It’s meant to boost Houston’s innovation culture, but critics say the location is a bad fit

The site of the former Sears building in Midtown will be the heart of Houston's innovation district.

It's part of an effort to boost the city's innovation economy, which has been lagging behind other large cities.

"We have startups and entrepreneurs and we have developers and designers and we have students and we have investors and venture capitalists and angel investors," John Reale, CEO of startup hub Station Houston, which was part of a task force to find a location, said about the future site. "We bring in corporations who are looking for technology, they're looking for solutions."

The building will be refurbished and the site around it developed.

Reale said the goal is for it to open in 2020, by which he hopes there will be some more development in the area. Currently, rundown lots and a homeless camp mark the area.

The Sears building site was also part of a pitch to bring Amazon's second headquarters to Houston.

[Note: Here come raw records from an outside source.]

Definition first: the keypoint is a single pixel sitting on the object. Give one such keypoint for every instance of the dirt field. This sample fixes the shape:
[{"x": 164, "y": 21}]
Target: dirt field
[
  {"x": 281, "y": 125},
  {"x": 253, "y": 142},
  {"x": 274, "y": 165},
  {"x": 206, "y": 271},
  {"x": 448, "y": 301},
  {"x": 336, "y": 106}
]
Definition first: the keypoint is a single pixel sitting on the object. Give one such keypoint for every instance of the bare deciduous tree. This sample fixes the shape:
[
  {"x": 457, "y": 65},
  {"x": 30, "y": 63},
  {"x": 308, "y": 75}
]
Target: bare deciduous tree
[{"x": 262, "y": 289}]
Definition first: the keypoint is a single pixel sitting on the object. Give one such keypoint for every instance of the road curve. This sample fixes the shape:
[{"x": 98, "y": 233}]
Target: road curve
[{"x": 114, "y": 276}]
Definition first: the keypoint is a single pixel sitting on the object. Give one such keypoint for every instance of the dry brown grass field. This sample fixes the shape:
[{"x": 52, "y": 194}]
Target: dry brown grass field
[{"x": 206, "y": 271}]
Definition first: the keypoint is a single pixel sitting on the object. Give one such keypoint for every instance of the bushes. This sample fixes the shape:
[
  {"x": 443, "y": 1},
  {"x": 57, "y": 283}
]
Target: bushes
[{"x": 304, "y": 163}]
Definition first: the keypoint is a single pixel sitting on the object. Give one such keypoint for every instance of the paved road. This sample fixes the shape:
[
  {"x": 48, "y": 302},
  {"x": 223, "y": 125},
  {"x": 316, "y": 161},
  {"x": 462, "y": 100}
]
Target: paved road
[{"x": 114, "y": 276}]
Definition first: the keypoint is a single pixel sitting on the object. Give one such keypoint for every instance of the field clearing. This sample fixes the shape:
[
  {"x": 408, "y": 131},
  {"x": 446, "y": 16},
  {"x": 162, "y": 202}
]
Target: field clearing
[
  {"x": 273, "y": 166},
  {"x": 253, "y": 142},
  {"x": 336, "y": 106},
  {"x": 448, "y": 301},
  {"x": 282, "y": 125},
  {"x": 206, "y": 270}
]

But Ed Egan, director of the McNair Center for Entrepreneurship and Innovation at Rice University, opposes the location.

He said the innovation district should be in an area that already has all the infrastructure in place.

"Right now is the moment," he said. "Waiting five years, unfortunately, 10 years, is too long. Houston simply will not be a startup ecosystem player."

Egan considers the site a compromise because, he said, real estate developers in better-suited areas were reluctant to support a tech hub in Houston.